How did you and your relatives get along this Christmas? If you were a little relieved to get back to your own house and your own bed, it might be instructive to consider on this Feast of the Holy Family that no family in first-century Palestine lived on their own in a separate dwelling. For purposes of safety and resources and tribal connections, everyone lived in multi-generational family homes.
Um-hmm. So, there was no happy waving from the car as families took their leave until getting together again during summer vacation. After festive dinners everyone retreated―well, nowhere. There was no place to go, and those who had the least private space were considered the most blessed, because that meant they had the most family members.
It seems to me that kids today grow up supporting and encouraging each other instead of competing for mom and dad’s limited attention. The teenagers I know are proud of their siblings and consider them their best friends. A friend of mine says she can’t figure out why her kids love spending so much time together. At their ages, she and her sister had stopped speaking, and all the years haven’t changed that.
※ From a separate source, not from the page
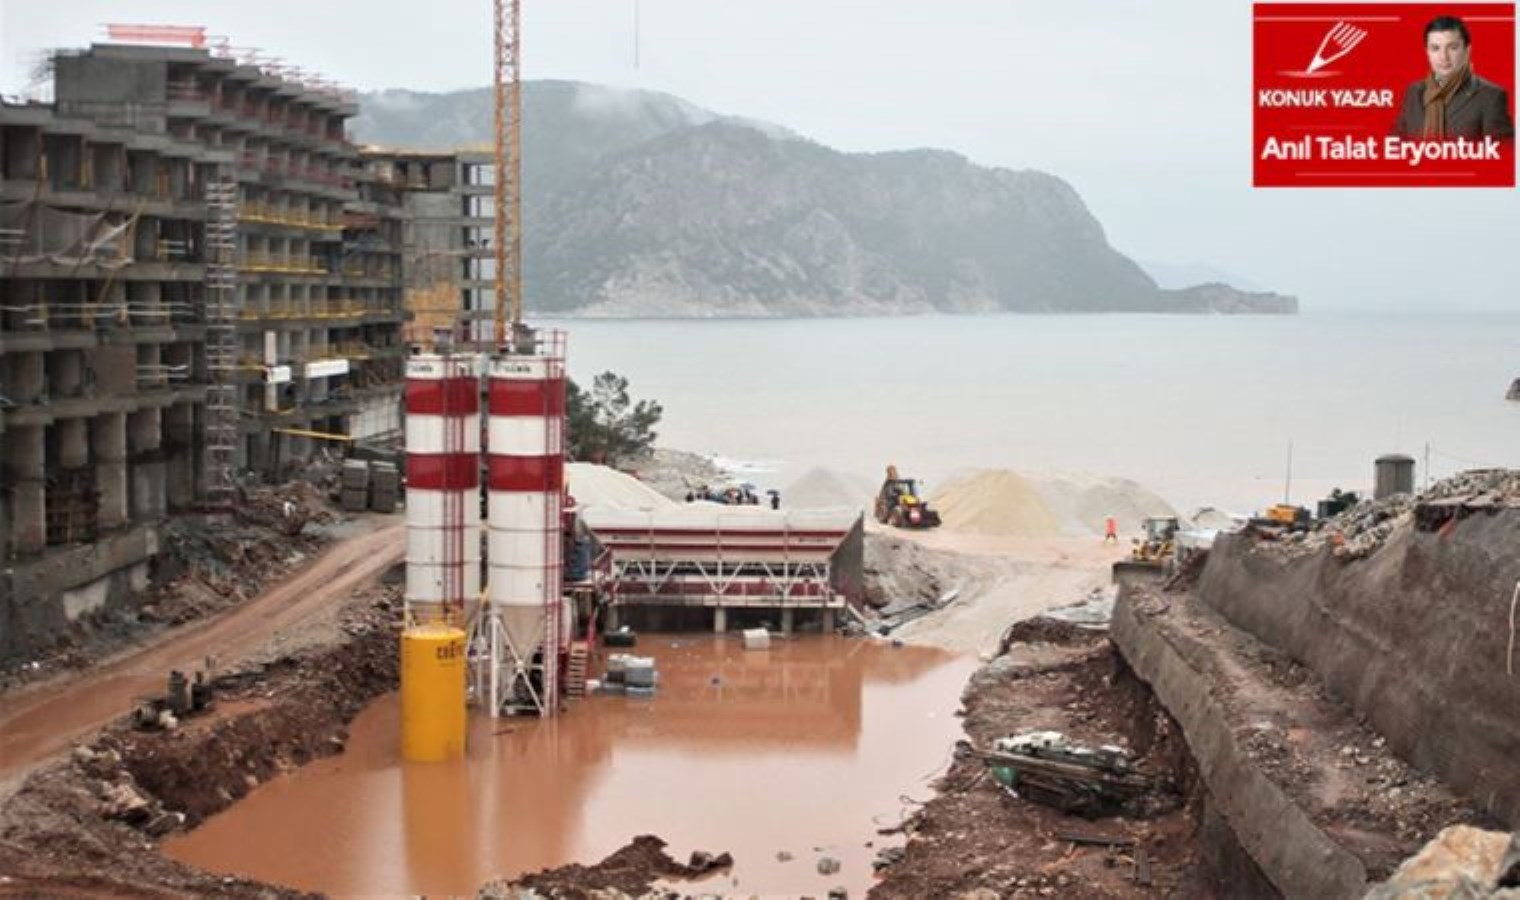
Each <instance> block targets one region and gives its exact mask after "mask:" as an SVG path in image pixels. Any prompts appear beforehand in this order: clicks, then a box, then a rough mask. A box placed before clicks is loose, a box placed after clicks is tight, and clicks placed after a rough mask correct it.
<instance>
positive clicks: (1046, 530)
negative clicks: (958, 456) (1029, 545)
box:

I was recently with a 23-year-old brother whose 25-year-old sister had just had her first baby. He couldn’t stop showing me pictures on his phone. At least half of the pictures are of the new baby with her adoring young uncles and aunts, who have loved their sister passionately all their lives, and now are thrilled to love their new niece within an inch of her life.
There are holy families all around us. It’s never too late to have one yourself.
How will you consciously act to forge stronger bonds with your family?